Em diversas vertentes musicais, eles chamaram atenção pelo talento e deixaram lembranças no público. A série ´Música e Memória´, que nos últimos seis dias abordou a trajetória de alguns dos grandes nomes da música cearense, abre espaço hoje para outros importantes intérpretes e instrumentistas que se destacaram em um passado recente. Artistas como os sanfoneiros Valter dos Santos, o Azeitona, e Pedro Sousa, ambos representantes da tradição do acordeom – aquela consagrada pelo rei do baião, Luiz Gonzaga, e que teima em sobreviver. Mesmo tão sufocada, de um lado pela indústria do forró eletrificado, de outro por um forró pé-de-serra já distante da significação original do termo.
´O que se chama forró pé-de-serra, hoje em dia, não é bem o que era antes´, afirma o acordeonista cearense Adelson Viana, músico que assina arranjos e produção musical de dezenas de discos. ´O pé-de-serra original tem uma sanfona brejeira, bem nordestina mesmo. É assim que Luiz Gonzaga tocava e é assim que tocava também o Azeitona´, diz Adelson, sobre o sanfoneiro que, por anos a fio, animou as ´segundas-feiras mais loucas do mundo´ no Pirata Bar, na Praia de Iracema.
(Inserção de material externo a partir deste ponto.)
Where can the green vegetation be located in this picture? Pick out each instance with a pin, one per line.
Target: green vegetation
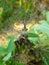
(31, 48)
´O Azeitona tocava bem tradicional, baião, xote, arrasta-pé… Era uma sanfona autêntica, transmitia uma linguagem, um sentimento bem nosso, nordestino. É difícil achar quem toque de uma forma bem pura, como era a dele. E ele tinha um vozeirão bem característico do sertão, bem nordestino´, lembra Adelson Viana. ´A mesma pureza se refletia na pessoa dele´.
Conforme registrou o Diário do Nordeste em 18 de outubro de 2000, Azeitona faleceu no dia anterior, cinco meses depois de ter tido um acidente vascular cerebral pela segunda vez. O sanfoneiro, que gravou vários LPs e se apresentou no exterior, enfrentou dificuldades financeiras em seus últimos anos.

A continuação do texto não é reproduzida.